With Abbot Point (near Bowen), they said that they looked at onshore disposal, which is the preferred method for acid sulphate soils, and they found that it was too expensive; it was economically prohibitive,” Dr Jeremijkenko said.



  1. Dr Jeremijenko also makes the point that the effect on our multi-billion dollar tourism industry would be devastating if a visiting foreign tourist picked up such an infection from contaminated waters entering the GBR lagoon by way of dumped dredge spoil. Of course, the authorities would just continue to deny any link.

  2. The effect on the tourism industry could be huge if an overseas visitor gets this infection. Especially when the Whitsundays is just 50km's away from Abbotts Point. What I can see is the dredging spoil is just going to be dumped in the GBR lagoon with little or no study on what ocean currents are doing. A cyclone coming through could easily stir it up again spreading it far and wide.

  3. True Bluegroper and we know what ocean currents are doing out from Gladstone. There is a radar array at Tannum Sands which maps currents in a triangulation pattern in tandem with another array at Lady Elliot Island at the southern end of the Reef and taking in Reef waters out past Heron Island. The current maps on outgoing tides show a large circulat motion extending well out into the Reef Lagoon as well as to the north along the eastern side of Facing Island. You can find them on IMOS/ ACORN (Australian Current Ocean Radar) websites.

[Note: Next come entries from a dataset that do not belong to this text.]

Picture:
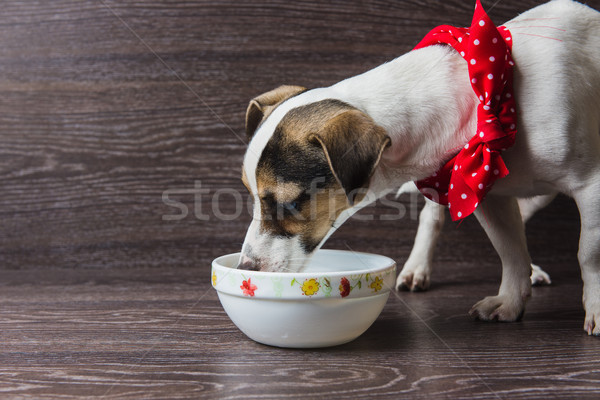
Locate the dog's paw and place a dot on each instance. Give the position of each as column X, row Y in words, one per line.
column 498, row 308
column 592, row 320
column 539, row 277
column 413, row 279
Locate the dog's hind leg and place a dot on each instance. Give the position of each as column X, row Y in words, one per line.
column 501, row 220
column 417, row 269
column 588, row 201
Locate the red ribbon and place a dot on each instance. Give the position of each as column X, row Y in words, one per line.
column 463, row 182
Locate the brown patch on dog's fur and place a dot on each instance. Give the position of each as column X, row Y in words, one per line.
column 316, row 159
column 262, row 106
column 353, row 145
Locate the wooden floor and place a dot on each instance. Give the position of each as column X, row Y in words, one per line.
column 116, row 115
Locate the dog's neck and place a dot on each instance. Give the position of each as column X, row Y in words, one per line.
column 425, row 102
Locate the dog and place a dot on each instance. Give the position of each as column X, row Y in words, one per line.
column 315, row 157
column 416, row 273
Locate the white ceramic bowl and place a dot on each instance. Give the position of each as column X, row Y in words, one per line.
column 332, row 301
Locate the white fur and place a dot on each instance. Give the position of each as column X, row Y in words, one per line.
column 425, row 103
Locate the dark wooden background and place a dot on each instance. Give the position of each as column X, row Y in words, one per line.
column 106, row 107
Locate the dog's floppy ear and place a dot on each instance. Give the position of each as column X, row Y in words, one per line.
column 262, row 105
column 353, row 145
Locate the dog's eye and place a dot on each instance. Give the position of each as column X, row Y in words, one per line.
column 292, row 206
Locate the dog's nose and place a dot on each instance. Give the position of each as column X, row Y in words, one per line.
column 249, row 266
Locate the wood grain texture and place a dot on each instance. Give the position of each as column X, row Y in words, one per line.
column 107, row 106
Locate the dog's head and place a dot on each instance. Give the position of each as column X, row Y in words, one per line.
column 309, row 160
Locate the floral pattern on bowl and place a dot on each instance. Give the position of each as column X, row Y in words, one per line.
column 357, row 281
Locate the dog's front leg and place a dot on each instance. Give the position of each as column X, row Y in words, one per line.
column 416, row 273
column 501, row 220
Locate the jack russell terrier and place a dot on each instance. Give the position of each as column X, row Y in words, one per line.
column 445, row 116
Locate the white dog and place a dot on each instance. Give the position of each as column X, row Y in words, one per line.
column 312, row 151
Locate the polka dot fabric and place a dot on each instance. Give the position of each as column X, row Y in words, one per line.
column 463, row 182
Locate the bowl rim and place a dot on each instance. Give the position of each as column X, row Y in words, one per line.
column 389, row 264
column 310, row 285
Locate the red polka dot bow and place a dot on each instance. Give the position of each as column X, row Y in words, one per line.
column 463, row 182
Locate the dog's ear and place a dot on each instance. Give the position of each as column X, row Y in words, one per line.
column 261, row 106
column 353, row 145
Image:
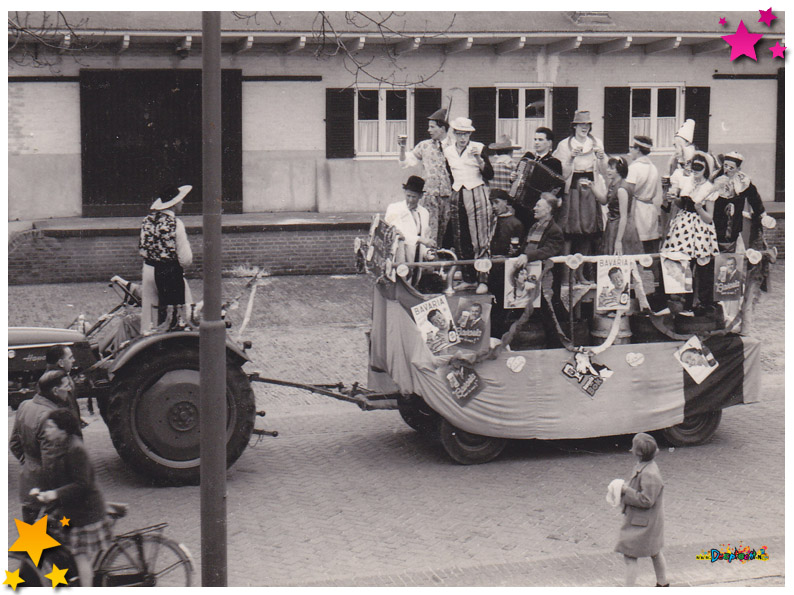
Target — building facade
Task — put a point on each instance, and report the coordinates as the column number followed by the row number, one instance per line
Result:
column 106, row 113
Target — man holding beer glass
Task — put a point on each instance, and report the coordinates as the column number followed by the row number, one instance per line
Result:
column 430, row 153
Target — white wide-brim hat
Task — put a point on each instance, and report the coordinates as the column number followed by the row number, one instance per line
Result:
column 181, row 193
column 462, row 124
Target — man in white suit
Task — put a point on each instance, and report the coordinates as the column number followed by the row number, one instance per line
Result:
column 411, row 221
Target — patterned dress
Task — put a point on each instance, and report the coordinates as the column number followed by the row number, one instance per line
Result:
column 688, row 232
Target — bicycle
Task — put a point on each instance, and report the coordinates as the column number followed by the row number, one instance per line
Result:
column 139, row 558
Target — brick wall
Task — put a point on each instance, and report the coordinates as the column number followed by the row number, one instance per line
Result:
column 58, row 256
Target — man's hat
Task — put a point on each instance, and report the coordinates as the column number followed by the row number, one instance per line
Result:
column 504, row 142
column 687, row 131
column 415, row 184
column 581, row 117
column 735, row 157
column 439, row 115
column 499, row 193
column 462, row 124
column 170, row 197
column 643, row 141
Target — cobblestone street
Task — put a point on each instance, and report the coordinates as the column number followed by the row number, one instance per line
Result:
column 344, row 497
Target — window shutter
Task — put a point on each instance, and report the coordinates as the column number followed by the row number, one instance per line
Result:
column 426, row 101
column 482, row 111
column 616, row 119
column 564, row 101
column 696, row 107
column 339, row 124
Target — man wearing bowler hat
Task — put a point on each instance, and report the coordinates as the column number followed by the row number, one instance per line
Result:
column 438, row 187
column 412, row 221
column 166, row 251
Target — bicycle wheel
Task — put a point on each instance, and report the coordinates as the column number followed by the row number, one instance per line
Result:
column 145, row 560
column 28, row 572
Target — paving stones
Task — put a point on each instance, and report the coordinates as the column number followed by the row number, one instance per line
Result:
column 344, row 497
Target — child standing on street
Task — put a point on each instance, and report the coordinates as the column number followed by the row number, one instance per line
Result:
column 642, row 533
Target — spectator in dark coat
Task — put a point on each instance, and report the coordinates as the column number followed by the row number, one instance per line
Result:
column 70, row 475
column 28, row 442
column 61, row 357
column 507, row 239
column 642, row 533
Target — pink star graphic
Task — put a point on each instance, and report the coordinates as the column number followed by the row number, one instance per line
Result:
column 742, row 42
column 767, row 17
column 777, row 50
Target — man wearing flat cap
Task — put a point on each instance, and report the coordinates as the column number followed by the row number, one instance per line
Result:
column 412, row 221
column 166, row 251
column 438, row 186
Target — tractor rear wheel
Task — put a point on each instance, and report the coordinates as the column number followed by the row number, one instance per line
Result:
column 153, row 414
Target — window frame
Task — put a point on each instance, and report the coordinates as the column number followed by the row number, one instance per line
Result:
column 522, row 88
column 680, row 108
column 381, row 154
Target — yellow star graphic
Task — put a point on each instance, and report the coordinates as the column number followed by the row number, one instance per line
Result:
column 12, row 579
column 33, row 539
column 57, row 576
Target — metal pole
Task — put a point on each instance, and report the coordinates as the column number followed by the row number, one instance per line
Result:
column 212, row 332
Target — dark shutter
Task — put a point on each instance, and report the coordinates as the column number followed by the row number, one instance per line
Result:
column 482, row 111
column 616, row 119
column 141, row 131
column 339, row 124
column 564, row 101
column 426, row 101
column 696, row 107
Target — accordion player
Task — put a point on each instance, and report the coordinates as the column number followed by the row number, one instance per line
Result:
column 533, row 178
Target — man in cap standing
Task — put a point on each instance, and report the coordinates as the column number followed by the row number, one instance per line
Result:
column 438, row 187
column 166, row 251
column 412, row 221
column 644, row 180
column 471, row 220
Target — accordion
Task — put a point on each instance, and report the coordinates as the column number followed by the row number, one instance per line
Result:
column 532, row 178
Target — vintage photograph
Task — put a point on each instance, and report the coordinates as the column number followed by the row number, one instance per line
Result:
column 268, row 293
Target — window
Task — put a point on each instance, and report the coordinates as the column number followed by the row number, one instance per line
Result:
column 519, row 112
column 381, row 115
column 656, row 112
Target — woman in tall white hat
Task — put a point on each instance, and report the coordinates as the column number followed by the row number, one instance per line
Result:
column 166, row 252
column 471, row 216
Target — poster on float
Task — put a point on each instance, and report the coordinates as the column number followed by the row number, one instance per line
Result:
column 613, row 283
column 435, row 322
column 728, row 277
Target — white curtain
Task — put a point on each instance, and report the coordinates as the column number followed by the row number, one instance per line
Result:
column 367, row 136
column 640, row 126
column 508, row 126
column 530, row 125
column 665, row 131
column 393, row 128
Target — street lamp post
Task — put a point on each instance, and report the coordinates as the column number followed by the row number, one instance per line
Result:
column 212, row 331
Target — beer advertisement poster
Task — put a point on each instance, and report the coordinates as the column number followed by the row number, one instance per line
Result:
column 520, row 282
column 436, row 323
column 613, row 283
column 464, row 383
column 728, row 277
column 473, row 321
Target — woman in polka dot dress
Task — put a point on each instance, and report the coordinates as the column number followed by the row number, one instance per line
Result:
column 692, row 231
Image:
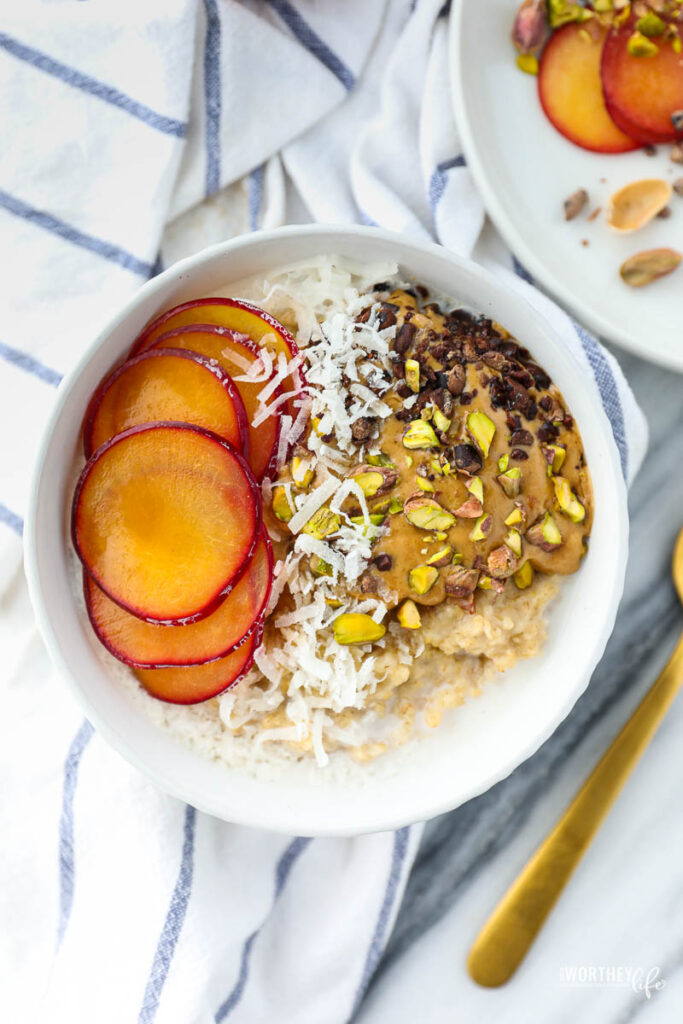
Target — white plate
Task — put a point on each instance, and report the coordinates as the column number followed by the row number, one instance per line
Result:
column 524, row 169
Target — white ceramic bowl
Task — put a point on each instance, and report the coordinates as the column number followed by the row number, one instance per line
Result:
column 486, row 738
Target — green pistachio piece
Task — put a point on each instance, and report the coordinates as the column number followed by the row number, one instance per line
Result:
column 650, row 25
column 352, row 627
column 420, row 434
column 567, row 501
column 282, row 506
column 409, row 615
column 412, row 368
column 481, row 429
column 423, row 578
column 323, row 523
column 425, row 513
column 481, row 527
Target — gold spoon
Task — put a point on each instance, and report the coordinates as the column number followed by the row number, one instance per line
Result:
column 507, row 936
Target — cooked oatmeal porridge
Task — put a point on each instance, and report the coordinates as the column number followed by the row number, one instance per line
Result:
column 425, row 494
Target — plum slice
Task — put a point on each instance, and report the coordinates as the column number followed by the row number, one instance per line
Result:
column 165, row 517
column 570, row 91
column 167, row 384
column 194, row 683
column 642, row 93
column 235, row 353
column 231, row 314
column 147, row 645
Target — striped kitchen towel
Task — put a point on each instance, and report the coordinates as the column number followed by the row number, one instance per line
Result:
column 134, row 133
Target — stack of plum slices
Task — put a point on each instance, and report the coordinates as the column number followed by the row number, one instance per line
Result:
column 167, row 514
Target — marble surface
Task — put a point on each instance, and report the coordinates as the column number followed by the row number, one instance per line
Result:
column 623, row 906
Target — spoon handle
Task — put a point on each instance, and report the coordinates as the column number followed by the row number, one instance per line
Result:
column 507, row 936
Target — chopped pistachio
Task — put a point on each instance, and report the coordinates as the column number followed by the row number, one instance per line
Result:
column 425, row 513
column 323, row 523
column 282, row 506
column 440, row 421
column 481, row 527
column 567, row 501
column 318, row 566
column 441, row 557
column 475, row 487
column 523, row 578
column 545, row 534
column 420, row 434
column 409, row 615
column 650, row 25
column 413, row 375
column 511, row 481
column 514, row 542
column 514, row 517
column 352, row 627
column 640, row 46
column 481, row 429
column 423, row 578
column 425, row 484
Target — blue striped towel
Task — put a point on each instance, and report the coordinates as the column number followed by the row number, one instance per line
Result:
column 134, row 134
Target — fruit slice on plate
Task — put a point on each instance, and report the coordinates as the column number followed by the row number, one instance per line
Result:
column 194, row 683
column 643, row 92
column 165, row 517
column 236, row 353
column 148, row 645
column 570, row 91
column 167, row 384
column 231, row 314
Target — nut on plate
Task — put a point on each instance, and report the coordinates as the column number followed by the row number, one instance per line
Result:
column 643, row 268
column 419, row 434
column 481, row 430
column 353, row 627
column 422, row 579
column 323, row 523
column 636, row 204
column 567, row 501
column 409, row 615
column 426, row 513
column 545, row 534
column 574, row 204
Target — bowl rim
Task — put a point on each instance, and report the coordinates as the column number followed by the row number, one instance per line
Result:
column 282, row 820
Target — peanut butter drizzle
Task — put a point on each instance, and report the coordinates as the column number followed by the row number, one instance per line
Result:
column 410, row 546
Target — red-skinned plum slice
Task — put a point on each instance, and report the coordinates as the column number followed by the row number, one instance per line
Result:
column 165, row 518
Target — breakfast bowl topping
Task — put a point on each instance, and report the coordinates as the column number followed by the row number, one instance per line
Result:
column 335, row 506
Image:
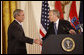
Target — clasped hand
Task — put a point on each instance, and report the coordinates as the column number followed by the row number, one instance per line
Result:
column 38, row 41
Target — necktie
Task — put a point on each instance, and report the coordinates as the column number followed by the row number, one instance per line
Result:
column 55, row 28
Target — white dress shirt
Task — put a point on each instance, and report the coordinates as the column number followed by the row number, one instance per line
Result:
column 18, row 22
column 57, row 22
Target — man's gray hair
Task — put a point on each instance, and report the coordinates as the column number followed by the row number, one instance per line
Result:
column 16, row 12
column 56, row 12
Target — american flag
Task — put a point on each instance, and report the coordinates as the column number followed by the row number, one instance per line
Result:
column 44, row 18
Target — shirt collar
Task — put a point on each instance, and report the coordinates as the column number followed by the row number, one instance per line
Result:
column 18, row 22
column 57, row 21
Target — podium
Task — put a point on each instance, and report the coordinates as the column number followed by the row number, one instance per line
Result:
column 63, row 44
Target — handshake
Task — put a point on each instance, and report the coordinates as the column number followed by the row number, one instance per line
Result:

  4. Just had a phone call from the fisherman involved in this report ... ' That's my leg in the photo you wrote about..' Poor fellow has lost hundreds of thousands of dollars in his sharkfin and associated seafood businesses, his leg is still swollen but much better than it was in the photo taken about Christmas time. He said the surface temperature of his leg then was 40 degreesC - "it was like a microwave cooking my leg from the inside out.." The pain was terrible. It was only finally diagnosed after it started to ooze "a yellow oily liquid" and a biopsy was done on that.
    He thanked me for bringing the matter to the public and urged me to keep reporting these issues which were being swept under the carpet. Anyone listening to him speak and hearing the anguish in his voice could not help being moved. Turns out I knew him and his wife years ago. She also now has a suspected similar infection.

  5. Good to hear that he is on the mend. I hope the infection that his wife has got is pulled up long before it gets to the stage in the photo above.

    It's the fishermen who are the most forgotten in the Gladstone harbour fiasco; no matter of how great the potential benefits are to the economy, there is no justification of impacting people to this extent without compensation.